Weekly Wire
Austin Chronicle Jewels for Sophia

By Kent H. Benjamin

AUGUST 9, 1999: 

Robyn Hitchcock Jewels for Sophia (Warner Brothers)

With his last studio album being a largely acoustic affair, and following the acoustic live soundtrack album Storefront Hitchcock, Robyn Hitchcock's latest release, is a welcome return to electricity. Diverse and satisfying, the biggest surprise on Jewels for Sophia is the presence on two tracks of Hitchcock's original lead guitarist from the Soft Boys, Kimberley Rew. The pair haven't played together in almost 20 years, and the timing of this re-teaming is interesting given that as Hitchcock gets older, he seems to focus more on his skewed ballads and relies less on post-Byrds jangly psychedelia; and there isn't a single trademark radio-ready power pop gem here. "Viva!
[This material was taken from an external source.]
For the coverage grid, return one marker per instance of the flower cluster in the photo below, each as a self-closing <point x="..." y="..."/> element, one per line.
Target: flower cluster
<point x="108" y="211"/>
Sea-Tac" perhaps comes closest, the song being an uptempo tribute to Seattle, which features Hitchcock's regular acoustic guitarist Tim Keegan, as well as longtime friend Peter Buck on electric guitar, and current R.E.M. sideman Scott McCaughey on bass (the latter two Seattle residents). The title track is one of his best songs in years, a tribute to his significant other ("jewels" being used in the family way), and manages to sound more like R.E.M. than anything on Up! "NASA Clapping," meanwhile, sounds for all the world like a great track from the Soft Boys' classic Underwater Moonlight album, with dueling guitars by Hitchcock and Rew. As usual, Hitchcock writes intentionally oblique, frequently humorous lyrics that can either be analyzed or chuckled at, and one has to love lines like "time will destroy you like a Mexican god" and "being just contaminates the void." And as a real delight, there's hidden bonus tracks, including "Gene Hackman," a delightfully silly song perhaps taken from a Waterloo Records in-store performance at South by Southwest '98.